『トゥルー・グリット』特集 『トゥルー・グリット』的ビフォー&アフター~匠の解説付き~
第83回アカデミー賞において10部門にノミネートされた『トゥルー・グリット』。監督のコーエン兄弟にとって新機軸となる作品。一見、シブイ作品に見えますが、実は製作総指揮はあのスティーヴン・スピルバーグ。そして監督・脚本はオスカー常連のコーエン兄弟! という映画を知り尽くした匠の腕前で、素晴らしい必見作品に仕上がっているのです。『トゥルー・グリッド』に散りばめられた「匠の技」をご紹介いたしましょう。
- 兄弟で制作・脚本・監督をこなす「匠」ユニット。独自のブラック・ユーモアとシャープな映像センスを兼ね備え、数々の傑作を生み出してきた。その卓越した腕前は広く認められ、アカデミー賞やゴールデン・グローブ賞など数多くの賞に輝いている。本作の製作総指揮スティーヴン・スピルバーグとは初めての作品となる。
- ネット上のニュースなどで題名とコーエン兄弟の新作ということは知っていました。何となく地味な印象で「観に行こう!」とは思っていませんでした……。
- ジェフ・ブリッジスがとても良かったです。コーエン兄弟の控えめなキャラクターの演出に嫌味がなくて、素直に感動できました。地味だけど普通にカッコイイ愛すべき人たちの映画です。(女性・会社員・27歳)
- コーエン兄弟が好きなので作品は、ほぼ観ています。全体を通して、力強さの中に面白スパイスがある作品が大好きです。一番最近観たのは『ソーシャル・ネットワーク』。大変テンポが良く好きです。
- 味のある登場人物が本当にステキでした。復讐(ふくしゅう)映画と思いきや、おじさんと女の子の旅の話。『レオン』の2人みたいな関係で親子的な感じがほっこりしました。男性や、ちょっと年配の人にオススメたいです。(女性・美容師・34歳)
- もっと昔っぽい西部劇だと思っていました。普段はドラマの映画版やアクション映画を観るので、コーエン兄弟のことは知りませんでした。
- イメージしていた西部劇と違って、すっと映画に入り込めました。観やすくて、夜空のシーンが印象的でした。最後の方のジェフ・ブリッジスがかっこ良かったです。コーエン兄弟ファンじゃない人でも楽しめると思いました。(女性・デザイナー・24歳)

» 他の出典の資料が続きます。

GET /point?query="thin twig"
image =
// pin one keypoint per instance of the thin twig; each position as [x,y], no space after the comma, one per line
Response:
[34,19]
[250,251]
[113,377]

- 西部劇を観たことがないので、正直少し抵抗感がありました。男性向けの映画で、銃撃戦も多いのかもと。でも、女の子が主人公なので気になりました。コーエン兄弟の名前は知りませんでした。
- まさか最後に泣かされるなんて思っていなかったのでビックリ! 久しぶりに洋画もいいな~って感じました。主人公の女の子のキャラクターが魅力的。ストーリーもわかりやすくて、単なる復讐(ふくしゅう)劇ではなく、全体的に優しい、温かさに満ちた映画でした。(女性・会社員・31歳)
- 作品の根幹を担う少女マティにふんしたのは、これが映画デビューとなるヘイリー・スタインフェルド。テレビドラマやCMしか経験のない当時13歳の新人女優が、「匠」の演出力によって、たぐいまれなる存在感を放っています。アカデミー賞俳優ジェフ・ブリッジスやマット・デイモンを相手に、一歩も引かない堂々たる演技を見せているではありませんか。今年度アカデミー賞助演女優賞にノミネートされたのも納得です。
- 一見すると「西部劇」にも見える本作ですが、「匠」の技によって実に深い「人間ドラマ」に仕上がっています。主演は連邦保安官ルースター・コグバーンを演じるジェフ・ブリッジスですが、物語の語り手にはあえて少女マティを据えたのです。これにより女性も容易に感情移入ができ、物語の中に入っていくことができます。「少女の復讐(ふくしゅう)」というシンプルかつ骨太なストーリー、彼女の成長は、すべての世代の観客の心を揺さぶります。
- リアリティーある舞台は、作品の世界観を表現するのに欠かせません。マティの父を殺した犯人チェイニー(ジョシュ・ブローリン)が逃げ込んだのは、アメリカ先住民の土地。この広大な大地を表現するために「匠」は、ニューメキシコ州とテキサス州で困難な野外撮影を敢行。開拓時代のアメリカ荒野が見事に再現されているではありませんか。荒野に吹く風や、満点の星空など、圧倒的な映像美で観客を別世界にいざなうのです。